EXPO Chicago 2015: Emergence of Major Art Fair (Alex Chitty)
The Eye of Photography / Sep 29, 2015 / by Matthew Avignone / Go to Original
Art fairs often take their personality from the city in which they are being held. The previous years have defined EXPO CHICAGO as a generous fair, proud of its artistic scene but also adventurous, therefore in perfect harmony with the “Sweet Home Chicago” spirit.
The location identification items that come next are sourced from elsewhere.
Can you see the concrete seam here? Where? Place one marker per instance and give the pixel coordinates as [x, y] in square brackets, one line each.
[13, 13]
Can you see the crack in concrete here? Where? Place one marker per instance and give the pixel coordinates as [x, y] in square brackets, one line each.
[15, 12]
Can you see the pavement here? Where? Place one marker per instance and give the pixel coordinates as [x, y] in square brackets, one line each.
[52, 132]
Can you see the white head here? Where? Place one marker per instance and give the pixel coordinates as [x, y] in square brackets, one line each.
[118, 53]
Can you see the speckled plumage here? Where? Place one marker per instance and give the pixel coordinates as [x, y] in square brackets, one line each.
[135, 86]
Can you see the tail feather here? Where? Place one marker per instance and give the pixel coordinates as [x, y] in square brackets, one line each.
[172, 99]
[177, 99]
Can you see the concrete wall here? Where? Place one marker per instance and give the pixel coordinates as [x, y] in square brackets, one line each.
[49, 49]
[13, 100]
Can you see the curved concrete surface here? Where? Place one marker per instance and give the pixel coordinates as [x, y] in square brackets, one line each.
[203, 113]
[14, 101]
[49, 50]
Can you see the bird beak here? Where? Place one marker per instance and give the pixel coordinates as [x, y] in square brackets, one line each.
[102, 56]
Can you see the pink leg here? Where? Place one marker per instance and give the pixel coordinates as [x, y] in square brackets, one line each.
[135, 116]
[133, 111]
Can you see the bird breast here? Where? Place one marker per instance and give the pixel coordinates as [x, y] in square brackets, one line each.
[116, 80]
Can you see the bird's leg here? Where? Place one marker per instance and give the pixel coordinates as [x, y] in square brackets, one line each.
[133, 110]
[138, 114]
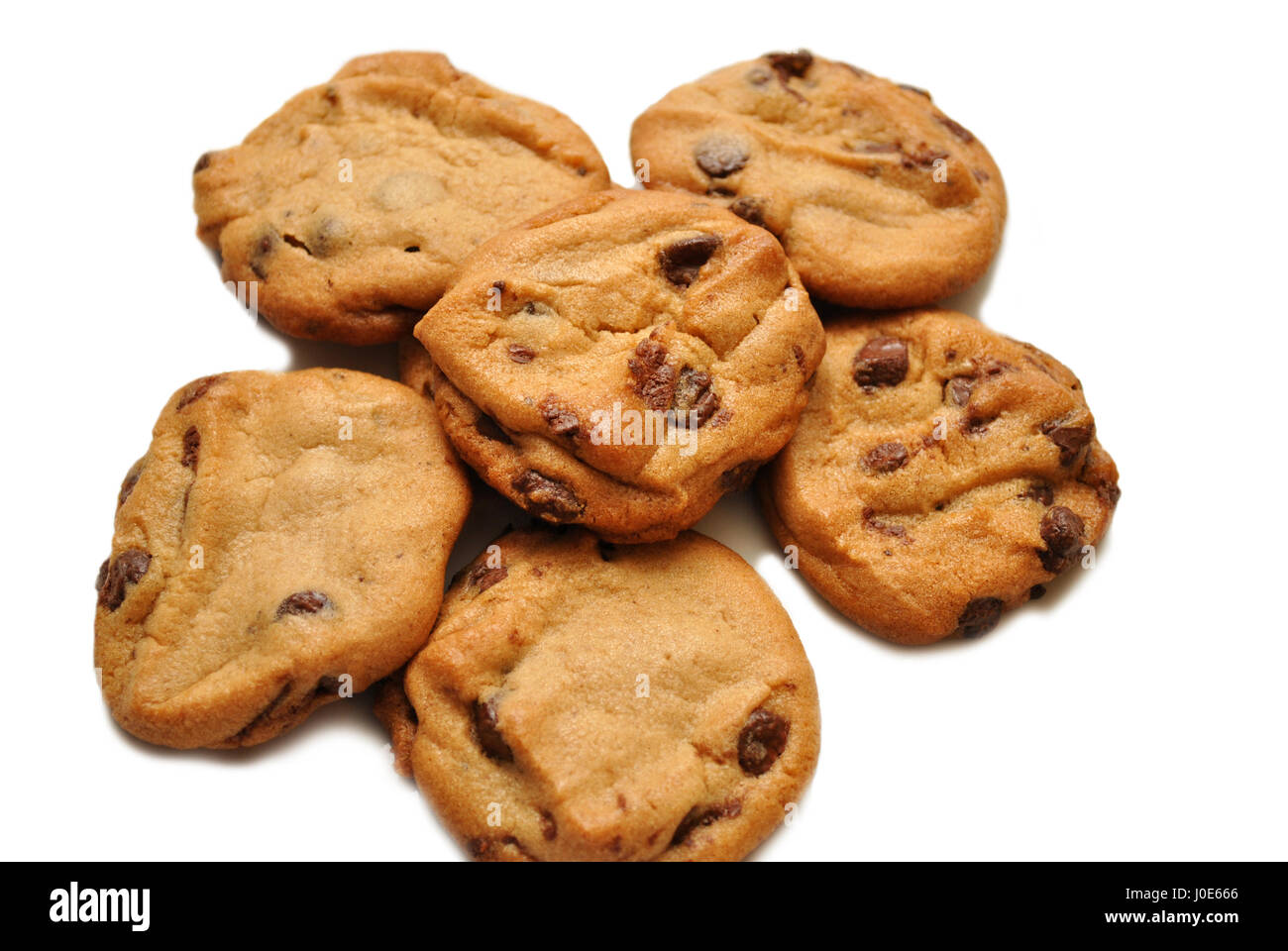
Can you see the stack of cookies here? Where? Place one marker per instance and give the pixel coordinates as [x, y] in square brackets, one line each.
[604, 684]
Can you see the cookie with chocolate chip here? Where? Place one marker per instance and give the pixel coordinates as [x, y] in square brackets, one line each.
[584, 701]
[352, 205]
[880, 198]
[621, 361]
[940, 475]
[281, 545]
The night of the opening, for the forth edition, EXPO CHICAGO had however lost its panache and, except for a few details, was similar to any international art fair. From the rumors heard in the halls, the main reason of this uniformity was due to the disappearing of the Chicago style hot-dogs, served as “petit-fours” the previous years. For a complete stranger to the Chicagoan spirit, this element would seem trivial when in fact it is crucial. This “Chicago Style” gives a little more soul to the fair, personifies it in a way that Expo could not exist anywhere else than in Chicago.
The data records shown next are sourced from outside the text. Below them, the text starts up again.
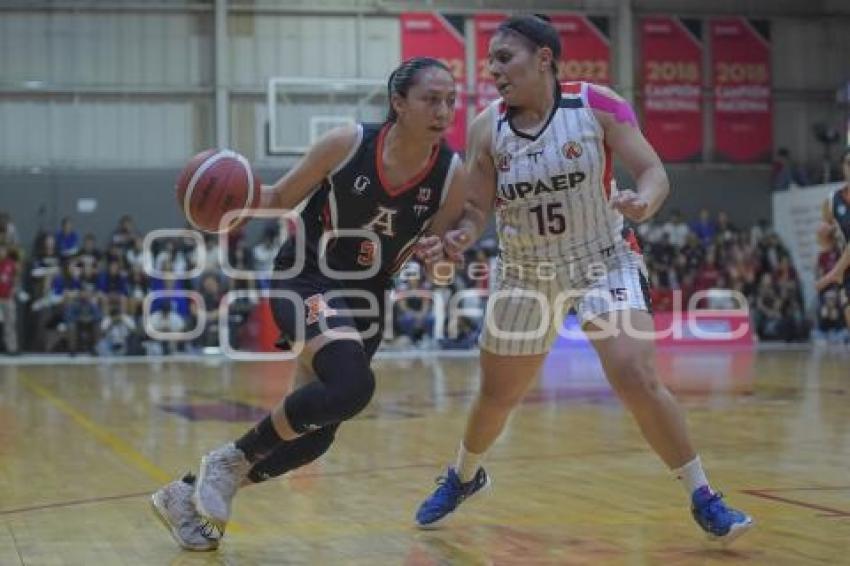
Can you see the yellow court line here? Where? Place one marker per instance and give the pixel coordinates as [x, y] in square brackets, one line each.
[114, 443]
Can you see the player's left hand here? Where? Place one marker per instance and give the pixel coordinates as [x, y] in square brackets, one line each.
[429, 249]
[827, 280]
[631, 205]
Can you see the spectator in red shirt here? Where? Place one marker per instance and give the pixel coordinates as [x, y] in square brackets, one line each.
[8, 282]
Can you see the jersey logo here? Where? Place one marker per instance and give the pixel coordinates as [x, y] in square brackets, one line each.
[535, 154]
[503, 162]
[316, 308]
[420, 209]
[620, 294]
[572, 150]
[522, 189]
[383, 222]
[361, 183]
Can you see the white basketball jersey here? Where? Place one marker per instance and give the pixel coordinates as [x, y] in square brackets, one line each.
[553, 189]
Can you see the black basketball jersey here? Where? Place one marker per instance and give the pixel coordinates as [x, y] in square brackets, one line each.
[841, 212]
[356, 198]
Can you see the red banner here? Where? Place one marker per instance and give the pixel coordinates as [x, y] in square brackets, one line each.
[485, 88]
[671, 73]
[743, 122]
[586, 52]
[428, 34]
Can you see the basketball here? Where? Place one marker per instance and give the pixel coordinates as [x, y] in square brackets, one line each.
[213, 183]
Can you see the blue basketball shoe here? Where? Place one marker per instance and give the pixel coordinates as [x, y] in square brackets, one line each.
[450, 493]
[720, 522]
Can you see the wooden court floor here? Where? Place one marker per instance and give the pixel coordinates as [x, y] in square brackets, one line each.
[83, 445]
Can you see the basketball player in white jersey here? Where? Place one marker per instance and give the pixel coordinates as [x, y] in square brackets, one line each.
[836, 217]
[542, 157]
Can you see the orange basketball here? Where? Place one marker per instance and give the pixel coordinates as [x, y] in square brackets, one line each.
[214, 183]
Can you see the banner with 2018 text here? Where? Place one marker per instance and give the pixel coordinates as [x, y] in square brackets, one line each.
[429, 34]
[671, 77]
[797, 214]
[743, 120]
[585, 45]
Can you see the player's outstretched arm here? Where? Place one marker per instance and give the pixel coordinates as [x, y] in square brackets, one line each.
[835, 275]
[480, 189]
[322, 158]
[429, 248]
[623, 135]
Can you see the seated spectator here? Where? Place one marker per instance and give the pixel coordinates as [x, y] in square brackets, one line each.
[415, 316]
[135, 255]
[240, 312]
[89, 255]
[705, 228]
[726, 231]
[676, 229]
[80, 322]
[124, 233]
[761, 229]
[211, 293]
[117, 332]
[768, 310]
[167, 321]
[137, 288]
[67, 240]
[112, 284]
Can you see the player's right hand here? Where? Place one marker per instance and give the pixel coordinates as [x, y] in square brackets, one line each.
[455, 243]
[429, 249]
[827, 280]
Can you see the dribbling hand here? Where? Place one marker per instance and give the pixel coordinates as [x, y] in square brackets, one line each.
[631, 205]
[827, 280]
[455, 243]
[429, 249]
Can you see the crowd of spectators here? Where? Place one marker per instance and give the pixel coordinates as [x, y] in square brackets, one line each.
[74, 294]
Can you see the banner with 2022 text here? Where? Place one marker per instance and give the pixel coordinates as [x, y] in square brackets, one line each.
[671, 80]
[585, 45]
[430, 34]
[743, 119]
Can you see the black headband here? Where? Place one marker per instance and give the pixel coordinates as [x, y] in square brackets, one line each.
[535, 29]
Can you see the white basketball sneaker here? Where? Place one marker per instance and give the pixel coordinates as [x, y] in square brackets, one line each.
[222, 472]
[174, 508]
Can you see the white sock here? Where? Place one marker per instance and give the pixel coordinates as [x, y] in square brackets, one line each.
[692, 476]
[467, 463]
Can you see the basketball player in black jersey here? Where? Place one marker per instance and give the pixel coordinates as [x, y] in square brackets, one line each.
[836, 213]
[374, 192]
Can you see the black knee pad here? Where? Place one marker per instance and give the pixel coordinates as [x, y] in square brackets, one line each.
[292, 455]
[344, 388]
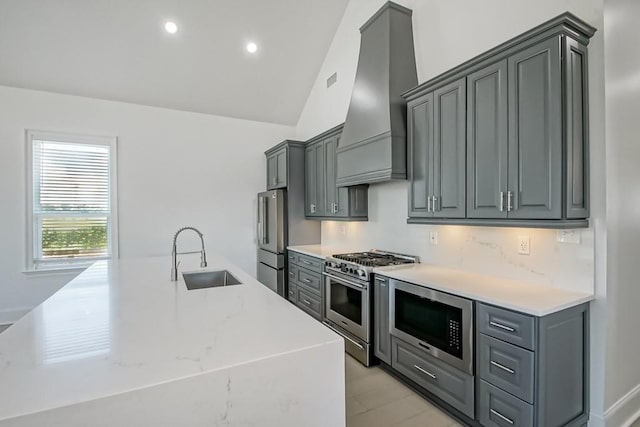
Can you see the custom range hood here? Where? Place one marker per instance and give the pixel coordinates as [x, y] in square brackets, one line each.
[373, 144]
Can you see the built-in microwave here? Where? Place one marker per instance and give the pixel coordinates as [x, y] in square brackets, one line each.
[439, 323]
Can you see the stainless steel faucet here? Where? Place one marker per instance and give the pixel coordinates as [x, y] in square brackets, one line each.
[175, 253]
Past the sadness, it is now obvious that EXPO CHICAGO had become an important contemporary art fair, living up to the ambitions laid up the past three years. Among the 140 galleries on site, the photographic galleries followed this orientation in showing less vintage works. Robert Koch gallery was starring Trent Davis Bailey, recent winner of the 2015 Snider Price. Martin Weinstein Gallery, with the exception of an magnificent and intense vintage portrait of the boxer Mohamed Ali by Gordon Parks, focused on the new Alec Soth Series, Songbook, and the work of the fashion photographer Cass Bird. Edwynn Houk gallery was featuring contemporary work of Abelardo Morell, and great classics of American color photography from the 1970s, among them Stephen Shore and Joel Meyerowitz.
Some of the most brilliant pieces were featured by contemporary galleries, which were not showing exclusively photography. To echo the title of Charlotte Cotton’s book, Photography is Magic, —that she launched during the fair—many exhibited photographers this year were revealing the “magic” qualities of photography, its capacity to create optical games, to transform the representation of the outside world, often in taking back old techniques, from the cyanotype to the photogram.
The Chicago photographic community aligns with this contemporary scene. At Andrew Rafacz gallery, the fascinating piece Sun/Sky by John Opera, a cyanotype on linen, was on view. Higher Pictures, gallery seen at Expo for the first time this year, will exhibit his work soon in New York. Recently created in Chicago by the two previous directors at Kavi Gupta, Patron Gallery was exhibiting a photographic piece by Alex Chitty in correspondence with her sculptures. Not to mention Clarissa M. Bonet, a local artist, who was showing at Catherine Edelman Gallery a 60 by 60 inch large format photograph from her Series Stay Light, a digitally constructed collage made of several buildings’ images shot at night.